FAM3B, which encodes a signaling protein normally expressed in the endocrine pancreas and gastrointestinal tract [48, 73], was chosen as a putative negative marker of HPs, i.e., one whose nonexpression is specific to these lesions (Supplementary Figure 3). This assumption was also explained by the staining pattern of the normal mucosa: unlike the previously discussed mRNAs, FAM3B is expressed only in the proximal segments of the normal colon, where HPs are rare. It was also variably expressed in the other lesion types from all colorectal segments, but the highest levels were found in tumor glands of proximal-colon lesions (Fig. 6, Supplementary Figure 17).

The search for markers that can clearly distinguish SSLs from HPs is obviously going to be difficult. Kanth et al. [38] have identified additional candidate markers that were not included in our investigation. Using RT-PCR, they recently assessed the performance of a 7-marker panel that included five of those candidates, as well as SEMG1 and ZIC5/2. The panel differentiated SSLs from HPs with 89% sensitivity and 88% specificity [74]. However, the gene expression differences between these two types of serrated tumors were less significant when distal- rather than proximal-colon SSLs were considered, suggesting that distinguishing between serrated lesions arising in the same colon segment is still likely to be problematic.

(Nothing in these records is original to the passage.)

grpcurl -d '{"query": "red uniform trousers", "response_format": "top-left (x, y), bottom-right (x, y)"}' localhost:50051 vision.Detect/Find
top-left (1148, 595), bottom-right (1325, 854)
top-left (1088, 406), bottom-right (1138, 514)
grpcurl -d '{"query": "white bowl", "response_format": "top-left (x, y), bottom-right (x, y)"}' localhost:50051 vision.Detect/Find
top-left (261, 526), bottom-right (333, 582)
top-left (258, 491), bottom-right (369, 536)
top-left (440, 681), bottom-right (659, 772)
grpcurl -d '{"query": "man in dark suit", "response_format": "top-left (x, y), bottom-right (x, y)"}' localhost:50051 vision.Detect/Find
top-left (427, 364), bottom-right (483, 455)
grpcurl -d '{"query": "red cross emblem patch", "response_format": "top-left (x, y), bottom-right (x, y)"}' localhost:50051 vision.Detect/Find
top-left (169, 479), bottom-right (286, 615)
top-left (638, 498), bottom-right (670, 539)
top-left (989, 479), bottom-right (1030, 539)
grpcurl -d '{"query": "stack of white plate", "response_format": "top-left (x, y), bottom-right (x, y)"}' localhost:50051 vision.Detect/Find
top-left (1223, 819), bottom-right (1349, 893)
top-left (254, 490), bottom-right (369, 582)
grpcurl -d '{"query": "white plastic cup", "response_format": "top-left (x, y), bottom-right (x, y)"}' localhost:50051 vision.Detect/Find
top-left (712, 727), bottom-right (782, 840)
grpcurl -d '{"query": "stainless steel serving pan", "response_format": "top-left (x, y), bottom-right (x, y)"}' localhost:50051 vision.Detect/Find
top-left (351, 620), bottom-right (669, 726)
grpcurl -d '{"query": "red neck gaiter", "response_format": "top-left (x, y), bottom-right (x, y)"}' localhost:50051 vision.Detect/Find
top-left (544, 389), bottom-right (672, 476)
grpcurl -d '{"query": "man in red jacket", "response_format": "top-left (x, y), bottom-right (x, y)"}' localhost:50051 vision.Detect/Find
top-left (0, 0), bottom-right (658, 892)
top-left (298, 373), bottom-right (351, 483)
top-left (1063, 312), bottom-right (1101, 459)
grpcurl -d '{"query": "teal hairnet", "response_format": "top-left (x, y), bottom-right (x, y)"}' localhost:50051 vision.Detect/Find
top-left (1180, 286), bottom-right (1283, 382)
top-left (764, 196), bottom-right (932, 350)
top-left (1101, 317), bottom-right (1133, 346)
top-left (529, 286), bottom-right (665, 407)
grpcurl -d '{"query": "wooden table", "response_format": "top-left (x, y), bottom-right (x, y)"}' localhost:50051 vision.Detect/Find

One of the obvious limitations of our study is that it was conducted on an undeniably small number of colorectal lesions. Our aim here was to verify biomarker candidates on the basis of our previously reported RNA-sequencing data. Becasue the ISH protocol entails synthesis of branched DNA molecules, it is expensive, at least when done manually, as it was in this study, where the priority was to test a relatively large number of promising markers instead of evaluating a few markers in numerous lesions. However, this technique could easily be used with the automatic robotic instruments routinely used for immunohistochemistry in all pathology laboratories. This would reduce costs considerably and greatly facilitate next-step efforts to provide the reliable validation of the most promising markers in larger series of colorectal tumors representing all histologic types, sizes, and colorectal segments of origin.

Descriptive findings like ours can clearly have impact in the clinics, but they can (and should) also serve as springboards for research into the functional significance during serrated colorectal tumorigenesis of the dysregulated gene expression discussed above. The cascade of molecular events that characterizes this process appears to involve a dramatic epigenetic reprogramming, whose early stages are reflected by the recently described proto-CIMP phenotype [21] and intriguing forms of aberrant differentiation at the cellular and tissue levels.